А шериф печально добавил:

— Почу хризнаться, воследнее премя я и еще более сутаю плова и састо чам не догу могадаться, что я сакое тказал.

— Да, тут что-то не так, — мрачно заметил дядюшка Одиссей. — Спросим-ка у Далей.

Он тоже был с нами.

На счастье. Далей как раз в это самое время шел по городской площади, прямо по газону. Он споткнулся о столбик с вывеской «По газонам не ходить!», чертыхнулся, сплюнул, выдернул столбик из земли и швырнул его прямо в монумент. Потом зацепил ногой мусорную урну и уж только после этого направился в сторону кафе.
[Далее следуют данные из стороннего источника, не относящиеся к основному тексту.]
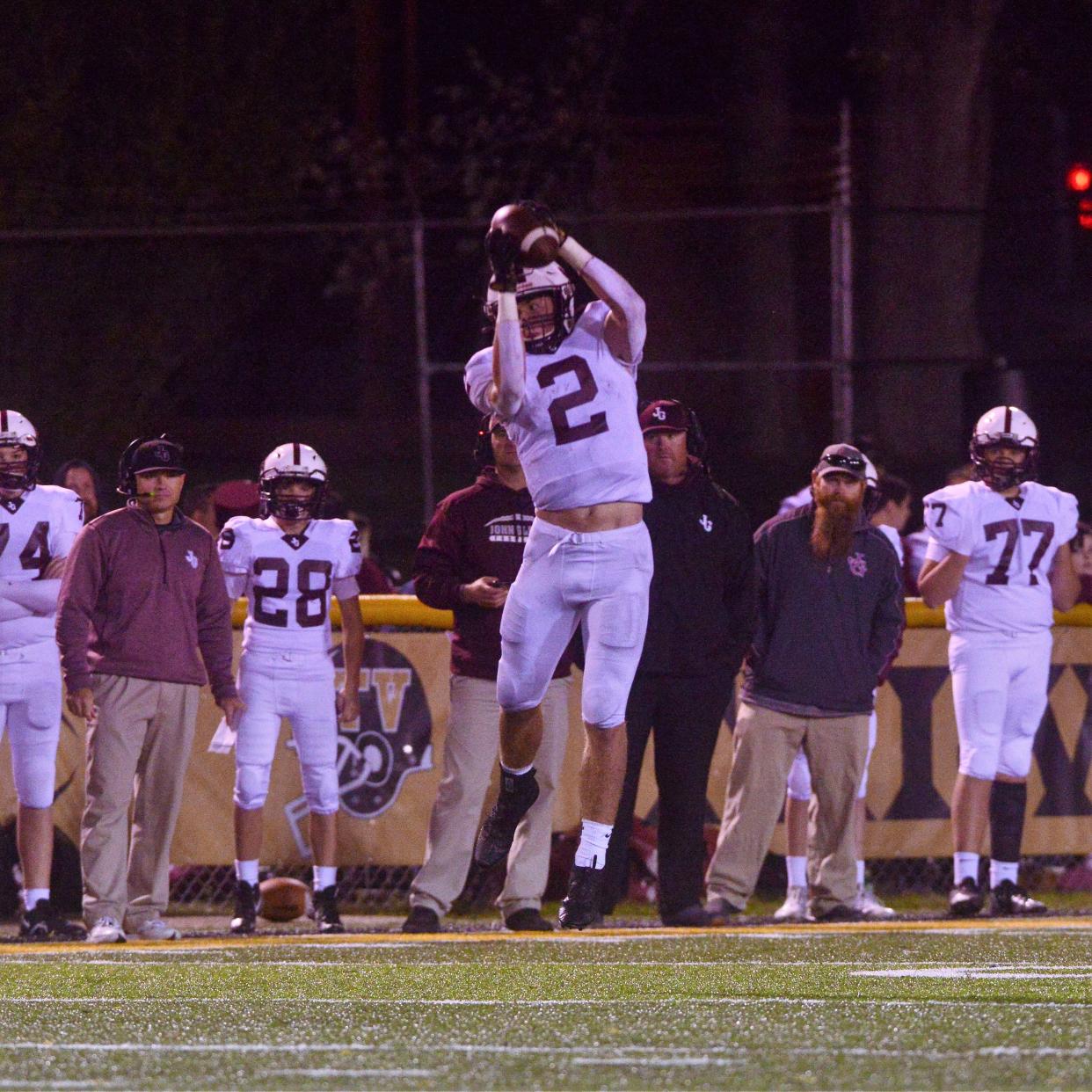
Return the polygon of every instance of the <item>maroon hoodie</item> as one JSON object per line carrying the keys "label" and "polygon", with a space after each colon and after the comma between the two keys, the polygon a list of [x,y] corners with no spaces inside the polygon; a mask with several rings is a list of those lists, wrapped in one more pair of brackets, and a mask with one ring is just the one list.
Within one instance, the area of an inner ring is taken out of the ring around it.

Далей Дунер после истории с гигантскими сорняками и в самом деле стал очень нервным.

— Он такой же, как всегда, и даже еще более, — сказал дядюшка Одиссей. — Наверно, весь день поливал себя этим веществом. Может, даже пил его.

А судья и шериф закивали головами. Бам! — грохнула дверь, пропустив через себя Далей Дунера. Гомер и его друг Фредди были тут же и с любопытством смотрели на еще более сонного дядюшку Одиссея, еще более важного судью, еще более подозрительного шерифа и на еще более невыносимого из горожан по имени Далей Дунер и по прозвищу Дунер-Плюнер.

— А как себя чувствуешь ты, Гомер? — спросил дядюшка Одиссей.

— Очень хорошо, — ответил Гомер. — А вот у вас ужасно сонливый вид. Может, сенная лихорадка?

— Что ты сделал со своей банкой этого «иещеболее»? — спросил дядюшка Одиссей, с трудом отгоняя сон.

— А, с этим... — сказал Гомер. — Мы с Фредди побрызгали как следует радиоприемник, чтобы слышимость была лучше. Вроде немного помогло, но зато стало больше помех и избирательность хуже. Тогда мы взяли отвертку и вскрыли эту банку с «иещеболее».